Even if it was possible to find and maintain a skilled engineering workforce in more than one tool the cost of doing so would be prohibitive. And the reality of our industry is that there are at least 5-6 major vendors of software capable of basic and production design. The number is smaller when looking at particular markets and segments (OSV’s for example are largely designed in ShipConstructor, AVEVA Marine or Nupas Cadmatic) but never drops below 2 or 3 solutions.
Empowered Engineering
These days engineering solutions are not (or should not be) confined to engineering. Successful organizations leverage design data in engineering, purchasing, planning, production, sales, marketing, feedback loops between departments and more. This requires integration (manual or automated) into a wide array of other process, people and tools. Introducing a second or third toolset into an organization either doubles the complexity/effort required or reduces the intelligence and benefits of the integration to a neutral set of formats and processes that can be supported by all.
Winds of Change
Despite all of the reasons to not leverage design and engineering information provided by a 3rd party in another software solution, we are more often seeing a willingness to do so. As I mentioned earlier we have even seen a few examples where ShipConstructor clients chose to directly use designs delivered in other software and implement that software, even if only on that single project. Even though the results on these projects weren’t what they were hoping, the clients made the attempt.
Given the many historic reasons to not do so, and the broad gulf between the costs of engineering and the material and labour costs in production these seemingly isolated incidents are more significant than they appear.

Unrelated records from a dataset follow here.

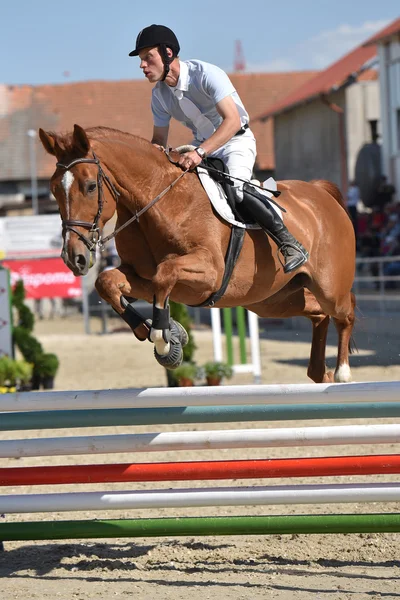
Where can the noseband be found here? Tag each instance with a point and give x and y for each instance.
(93, 228)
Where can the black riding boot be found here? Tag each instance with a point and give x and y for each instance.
(258, 206)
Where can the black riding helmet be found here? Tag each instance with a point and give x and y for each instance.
(161, 36)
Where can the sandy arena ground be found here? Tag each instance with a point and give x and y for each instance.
(298, 567)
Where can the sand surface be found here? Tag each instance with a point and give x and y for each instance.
(318, 567)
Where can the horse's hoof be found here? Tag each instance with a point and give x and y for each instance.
(173, 359)
(178, 331)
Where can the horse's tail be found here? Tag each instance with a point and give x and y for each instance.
(332, 189)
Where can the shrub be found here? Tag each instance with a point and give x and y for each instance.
(47, 365)
(218, 369)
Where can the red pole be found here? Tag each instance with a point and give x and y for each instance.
(202, 470)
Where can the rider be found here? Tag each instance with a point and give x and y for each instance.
(202, 97)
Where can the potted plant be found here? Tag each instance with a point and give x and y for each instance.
(47, 367)
(8, 374)
(24, 372)
(186, 374)
(217, 371)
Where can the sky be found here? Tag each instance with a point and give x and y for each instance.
(54, 41)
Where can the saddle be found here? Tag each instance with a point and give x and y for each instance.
(213, 165)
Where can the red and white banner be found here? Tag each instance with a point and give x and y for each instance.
(44, 278)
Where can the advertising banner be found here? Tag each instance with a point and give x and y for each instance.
(44, 278)
(5, 315)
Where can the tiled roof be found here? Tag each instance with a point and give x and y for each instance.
(385, 34)
(124, 105)
(350, 67)
(324, 82)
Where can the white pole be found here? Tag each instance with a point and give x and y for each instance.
(202, 440)
(255, 346)
(309, 393)
(182, 498)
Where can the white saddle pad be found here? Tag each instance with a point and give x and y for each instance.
(218, 198)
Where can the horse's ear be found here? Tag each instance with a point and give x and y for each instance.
(48, 140)
(80, 139)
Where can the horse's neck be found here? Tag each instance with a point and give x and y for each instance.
(133, 170)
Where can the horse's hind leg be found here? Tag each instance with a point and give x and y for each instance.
(317, 367)
(302, 303)
(344, 326)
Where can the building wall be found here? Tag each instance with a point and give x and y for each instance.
(362, 107)
(389, 62)
(307, 142)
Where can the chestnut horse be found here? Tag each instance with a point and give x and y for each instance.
(176, 248)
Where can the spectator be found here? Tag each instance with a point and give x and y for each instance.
(391, 269)
(385, 192)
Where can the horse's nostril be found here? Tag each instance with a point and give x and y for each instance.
(80, 260)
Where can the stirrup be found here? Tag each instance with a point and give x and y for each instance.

When looking at the shipbuilding industry, and its current depressed state it’s no surprise that both designers, and other software vendors, are looking towards the more successful market segments and aggressively trying to gain some traction there. We’re likely seeing this trend more so because our traditional market segments (workboats, Navy vessels, and offshore – OSV’s and jackups) are still strong. It also doesn’t hurt that generally speaking SSI’s clients are generally a healthy bunch that attracts attention from competitors.
Additionally the shipbuilding industry is a very difficult environment in which to survive, much less succeed, and it is becoming tougher every day. Organizations are looking to more and more creative ways to improve the bottom line and reuse of data looks like a no-brainer.
Last but not least we are seeing a trend towards large multi-national shipbuilding organizations acquiring even smaller traditional workboat builders in an attempt to reach economies of scale and diversification to ride out a tough patch in our industry. These organizations are far more likely to drive the reuse of data across the organization, even going so far as to standardize on the same technology. This can be a very successful approach in today’s market, but some of these organizations are either well aware of the challenges that can involve or finding out rather quickly.
Conclusions
There isn’t a single answer to this challenge that fits every project or organization. The key factors to consider are availability and maintainability of skilled people (it all comes back to people), the complexity of the organizational infrastructure and processes built up around the current tooling, and the ability to limit the exposure to and impact of risk due to errors or omissions in any existing data that is to be reused. In the end someone needs to take responsibility to go one way or the other based on these and other factors particular to the project or shipyard.